China didn’t start the last trading week of the year very well as the Shanghai Composite
Index fell 2.57 percent while the Chinese currency the yuan (CNY) fell to its weakest level against the dollar since 2011 coming in at 6.4844 CNY per USD.
Also the Shanghai B share
index, which tracks all B-shares listed on the Shanghai Stock Exchange that are available for foreign investors, tumbled.
No, this doesn’t bode well for China.
Anyway, looking back at this year, one of the most important lessons I’ve learned was during the Greek bailout crisis in July when the German Finance Minister Wolfgang Schäuble made it crystal clear: “The euro is not the money of a monetary union, but it is the money of a fixed exchange rate mechanism with a single currency,” which is of course extremely important for long-term investors who are interested in “euro-linked” investments.
Mr. Schäuble’s view and opinion got full support from the highly respected German Council of Economic Experts that in its July report “Consequences of the Greek Crisis for a more stable euro area” rejected:
- The creation of a euro area fiscal capacity entity;
- A European unemployment insurance scheme;
- An economic government for the currency bloc.
In fact, the Greek bailout crisis did show us the real un-sustainability of the euro area in its present form because it has really become nothing more than a system of irrevocably fixed exchange rates to the euro of all the 19 different euro area member
states.
Therefore, the whole euro system makes me think at the most famous of all fixed exchange rate regimes the world has ever known, which was the gold standard and that was a monetary system in which the standard economic unit of account was based on a fixed quantity of gold, but that in the end collapsed under the pressure of deflation in the 1930s.
Investors should never forget that deflation punishes debtors as “real” debt burdens rise, causing borrowers to cut spending in order to service their debts or to default. Lenders become wealthier, but may also choose to save some of their additional wealth and "not to re-invest" and by doing so reduce GDPs.
Yes, at present the euro works, economically speaking, similar to the gold standard. Any country that does not “save” as prescribed by Brussels, will have increasing difficulties to maintain itself into the euro system, as we have seen with Greece and whose problems still remain unresolved.
Maybe not that well known by most investors, but as of today, Italy, which is the third economy of the eurozone has not grown at all since
2000.
A legitimate question for Italy is therefore whether the euro was or still is the correct monetary system for that country. Of course, the same could be said for Greece, Portugal, etc.
I don’t think it’s an overstatement to say the euro is a modern edition of the gold standard.

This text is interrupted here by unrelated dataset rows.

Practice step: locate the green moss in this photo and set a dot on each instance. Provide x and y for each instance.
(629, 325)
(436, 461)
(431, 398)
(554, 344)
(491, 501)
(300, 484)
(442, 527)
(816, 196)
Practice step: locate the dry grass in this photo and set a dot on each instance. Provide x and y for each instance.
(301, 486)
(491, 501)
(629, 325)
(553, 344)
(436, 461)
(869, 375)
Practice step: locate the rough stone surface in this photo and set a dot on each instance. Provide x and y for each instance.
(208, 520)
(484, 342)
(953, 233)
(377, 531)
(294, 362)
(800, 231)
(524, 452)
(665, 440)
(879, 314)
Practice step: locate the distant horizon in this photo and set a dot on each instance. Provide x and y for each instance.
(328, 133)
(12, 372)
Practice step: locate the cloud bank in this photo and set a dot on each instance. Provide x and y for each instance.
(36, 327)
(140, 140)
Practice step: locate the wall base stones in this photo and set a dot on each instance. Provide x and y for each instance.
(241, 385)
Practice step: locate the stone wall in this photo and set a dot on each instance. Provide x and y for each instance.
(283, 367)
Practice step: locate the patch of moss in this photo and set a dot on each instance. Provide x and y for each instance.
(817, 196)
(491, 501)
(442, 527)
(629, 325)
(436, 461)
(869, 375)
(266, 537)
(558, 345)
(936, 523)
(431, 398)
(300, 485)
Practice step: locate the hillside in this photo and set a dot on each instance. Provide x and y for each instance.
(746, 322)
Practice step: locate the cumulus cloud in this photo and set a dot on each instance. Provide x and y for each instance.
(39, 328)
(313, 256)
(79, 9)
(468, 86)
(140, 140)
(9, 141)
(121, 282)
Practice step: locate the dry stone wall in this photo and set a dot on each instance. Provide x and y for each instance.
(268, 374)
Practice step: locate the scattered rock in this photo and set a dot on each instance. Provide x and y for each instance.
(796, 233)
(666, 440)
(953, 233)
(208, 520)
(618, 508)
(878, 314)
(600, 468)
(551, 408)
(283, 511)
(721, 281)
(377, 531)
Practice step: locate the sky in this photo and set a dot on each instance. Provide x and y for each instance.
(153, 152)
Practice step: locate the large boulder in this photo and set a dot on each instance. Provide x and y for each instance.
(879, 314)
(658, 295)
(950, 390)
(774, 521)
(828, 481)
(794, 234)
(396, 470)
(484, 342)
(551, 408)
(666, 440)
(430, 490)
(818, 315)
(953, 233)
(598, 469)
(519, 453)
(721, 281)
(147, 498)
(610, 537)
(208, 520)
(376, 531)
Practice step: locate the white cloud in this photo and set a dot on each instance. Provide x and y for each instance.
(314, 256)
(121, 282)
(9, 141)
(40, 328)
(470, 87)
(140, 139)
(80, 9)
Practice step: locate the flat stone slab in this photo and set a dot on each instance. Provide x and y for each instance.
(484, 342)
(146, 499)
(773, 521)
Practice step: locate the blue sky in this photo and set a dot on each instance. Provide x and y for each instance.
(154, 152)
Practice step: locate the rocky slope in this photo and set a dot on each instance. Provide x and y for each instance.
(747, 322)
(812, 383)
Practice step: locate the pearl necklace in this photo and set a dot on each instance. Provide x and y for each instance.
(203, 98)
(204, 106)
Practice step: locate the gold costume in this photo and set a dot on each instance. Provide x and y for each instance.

As it was the case in the 1930s all states that applied the gold standard remained sovereign. Today, all countries inside the euro system have kept their sovereignty.
Moreover, and here comes the danger for the euro as we know it today, sovereignty of all eurozone member states implies they could and probably will leave the single currency system when it has outlived its usefulness.
This doesn’t mean it will happen tomorrow because it could take a long time to happen. Of course, it could also occur suddenly, as it has been the case with the gold standard in the 1930s.
Today we can only say with a high degree of certainty: The life span of the euro, as we know it today, will be limited.
Long-term investors could do well keeping that in mind.